Coleman, who said campaign officials found out about the hacking late Tuesday after getting calls from donors, called the online theft "obviously an attack on my campaign" but named no suspects. His lawyer, Fritz Knaak, said that while crippling Coleman's fundraising during the election trial was an obvious reason, the campaign had no evidence that political opponents were to blame.

"This is chilling. This is frightening," Coleman said after Wednesday's trial session. "We live in a world where privacy is hard enough to maintain as it is, and what little is left we find is compromised. ... I am hopeful, not confident, that law enforcement authorities who are involved will get to the bottom."

The data posting came as Coleman, a Republican, tries to gain enough votes in the election trial to overcome the 225-vote lead that Democrat Al Franken gained in a recount.

Knaak said the campaign doesn't know how someone obtained partial credit card numbers, card security codes and other data on more than 4,700 donors who gave as little as $1 and as much as the contribution limit of $4,600. The list also included the names of Coleman supporters who hadn't contributed, he said.

Notifying people on the list

Knaak said the campaign has been contacting people on the list to let them know what happened and assure them the incident is being investigated.

"Somehow, some way, this information got out and we think that there's been an ongoing effort," Knaak said. "But again, it's early. We're relying on federal agencies and the state agency to do the follow-up. We're told this is a very high-priority investigation for them, for obvious reasons. It's really an attack on the whole system."

In January, the Secret Service and the Minnesota Bureau of Criminal Apprehension investigated a number of attempts to break into Coleman website's server. They determined the attempts were unsuccessful, Knaak said.

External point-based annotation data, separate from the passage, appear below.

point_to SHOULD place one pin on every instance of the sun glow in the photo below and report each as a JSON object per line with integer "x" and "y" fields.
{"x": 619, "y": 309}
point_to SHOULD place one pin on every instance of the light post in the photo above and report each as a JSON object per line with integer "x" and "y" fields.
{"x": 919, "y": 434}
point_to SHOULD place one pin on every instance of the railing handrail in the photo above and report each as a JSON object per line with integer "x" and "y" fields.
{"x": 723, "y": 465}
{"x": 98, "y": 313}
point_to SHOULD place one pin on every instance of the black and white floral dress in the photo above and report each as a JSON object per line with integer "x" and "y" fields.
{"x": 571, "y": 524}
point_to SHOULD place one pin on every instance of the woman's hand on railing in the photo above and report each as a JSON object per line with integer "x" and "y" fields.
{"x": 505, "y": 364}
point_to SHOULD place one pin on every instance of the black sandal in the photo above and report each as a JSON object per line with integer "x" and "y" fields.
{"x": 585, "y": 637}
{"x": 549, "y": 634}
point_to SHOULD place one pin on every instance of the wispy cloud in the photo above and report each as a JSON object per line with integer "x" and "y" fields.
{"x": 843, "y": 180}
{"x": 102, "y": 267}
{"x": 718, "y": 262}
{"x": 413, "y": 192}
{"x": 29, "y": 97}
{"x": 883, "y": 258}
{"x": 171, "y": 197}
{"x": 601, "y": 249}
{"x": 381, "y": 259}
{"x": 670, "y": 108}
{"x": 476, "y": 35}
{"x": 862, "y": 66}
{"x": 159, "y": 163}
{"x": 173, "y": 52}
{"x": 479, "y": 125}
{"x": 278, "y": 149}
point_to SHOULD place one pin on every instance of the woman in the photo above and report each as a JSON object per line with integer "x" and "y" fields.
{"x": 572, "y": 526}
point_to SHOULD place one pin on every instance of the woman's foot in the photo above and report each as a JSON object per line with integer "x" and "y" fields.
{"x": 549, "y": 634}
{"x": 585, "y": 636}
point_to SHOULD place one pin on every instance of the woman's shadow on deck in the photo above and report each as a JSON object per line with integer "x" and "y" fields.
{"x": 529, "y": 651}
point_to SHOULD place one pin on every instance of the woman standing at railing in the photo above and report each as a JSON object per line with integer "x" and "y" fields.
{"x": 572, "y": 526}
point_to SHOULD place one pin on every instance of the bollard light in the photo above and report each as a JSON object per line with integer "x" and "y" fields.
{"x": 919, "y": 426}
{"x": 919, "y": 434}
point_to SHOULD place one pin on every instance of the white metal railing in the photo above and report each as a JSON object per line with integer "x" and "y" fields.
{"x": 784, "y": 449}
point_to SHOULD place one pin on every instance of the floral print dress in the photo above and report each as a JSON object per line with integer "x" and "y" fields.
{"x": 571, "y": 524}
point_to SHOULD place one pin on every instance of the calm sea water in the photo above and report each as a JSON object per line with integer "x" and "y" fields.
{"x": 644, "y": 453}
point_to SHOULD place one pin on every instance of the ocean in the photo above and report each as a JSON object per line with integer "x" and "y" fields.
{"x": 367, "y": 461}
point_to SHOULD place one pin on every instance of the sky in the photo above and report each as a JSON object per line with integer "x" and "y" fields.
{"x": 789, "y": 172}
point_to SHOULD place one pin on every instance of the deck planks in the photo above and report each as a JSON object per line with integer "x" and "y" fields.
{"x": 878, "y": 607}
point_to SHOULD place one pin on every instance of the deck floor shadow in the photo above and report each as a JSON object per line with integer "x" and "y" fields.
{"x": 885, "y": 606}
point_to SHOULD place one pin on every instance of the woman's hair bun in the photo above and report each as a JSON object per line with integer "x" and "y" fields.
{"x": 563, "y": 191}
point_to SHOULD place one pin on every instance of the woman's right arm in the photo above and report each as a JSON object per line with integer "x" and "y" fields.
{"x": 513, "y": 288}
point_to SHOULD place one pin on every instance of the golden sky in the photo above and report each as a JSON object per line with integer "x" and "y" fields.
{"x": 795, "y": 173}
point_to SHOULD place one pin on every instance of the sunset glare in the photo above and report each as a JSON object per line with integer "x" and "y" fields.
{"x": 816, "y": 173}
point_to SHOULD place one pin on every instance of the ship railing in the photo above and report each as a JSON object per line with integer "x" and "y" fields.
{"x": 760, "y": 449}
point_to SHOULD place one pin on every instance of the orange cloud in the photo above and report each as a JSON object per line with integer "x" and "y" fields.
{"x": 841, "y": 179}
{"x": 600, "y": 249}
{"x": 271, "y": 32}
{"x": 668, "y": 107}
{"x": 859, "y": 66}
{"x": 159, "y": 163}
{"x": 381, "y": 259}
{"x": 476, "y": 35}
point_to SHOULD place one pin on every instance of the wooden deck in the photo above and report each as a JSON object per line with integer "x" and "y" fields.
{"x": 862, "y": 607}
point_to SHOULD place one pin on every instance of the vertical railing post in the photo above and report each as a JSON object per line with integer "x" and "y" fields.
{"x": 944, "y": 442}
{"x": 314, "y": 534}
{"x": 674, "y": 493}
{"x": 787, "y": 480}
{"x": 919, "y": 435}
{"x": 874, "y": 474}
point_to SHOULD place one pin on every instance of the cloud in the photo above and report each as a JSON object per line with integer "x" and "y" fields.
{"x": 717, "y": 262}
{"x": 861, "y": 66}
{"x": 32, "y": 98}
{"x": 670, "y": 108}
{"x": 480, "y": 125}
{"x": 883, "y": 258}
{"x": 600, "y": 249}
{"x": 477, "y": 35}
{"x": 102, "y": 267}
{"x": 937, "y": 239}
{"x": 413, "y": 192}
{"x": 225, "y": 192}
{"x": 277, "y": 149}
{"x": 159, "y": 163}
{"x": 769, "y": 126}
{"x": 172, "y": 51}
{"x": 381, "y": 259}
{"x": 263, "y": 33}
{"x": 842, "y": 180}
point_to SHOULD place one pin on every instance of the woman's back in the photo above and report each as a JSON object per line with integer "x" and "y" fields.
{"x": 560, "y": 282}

That month, several online publications reported that the Coleman website had crashed several times. The campaign said at the time that the site went down because of large numbers of voters seeking more information on wrongly rejected absentee ballots, while opponents said the campaign faked the crashes to fabricate support for Coleman. But some independent Web diggers reported they found the Coleman donor database unsecured for a brief time.

Knaak didn't confirm that the database had been left open then, saying only that "there might have been issues related to the availability or ability to contact the site or their interface, but we were concerned whether there were any downloads." The Secret Service told them there weren't, he said.

Coleman and Franken have spent millions of dollars on legal fees since the recount and trial began. Coleman said publication of private information "seriously undermines" the campaign's fundraising efforts.

Coleman campaign manager Cullen Sheehan has sent e-mails to supporters alerting them that an investigation was being conducted. He advised them to cancel their credit cards if they were concerned that information might be misused.

Knaak said because there wasn't evidence that hackers obtained data in January, the campaign didn't alert contributors then of the attempted breach. He said the campaign has no evidence that the information posted recently has been misused.

State law requires companies and others to promptly notify anyone if a breach in computer security caused personal information to be obtained by someone not authorized to have it. Personal information is defined as a name along with either a Social Security number, driver's license number or credit card number and security code.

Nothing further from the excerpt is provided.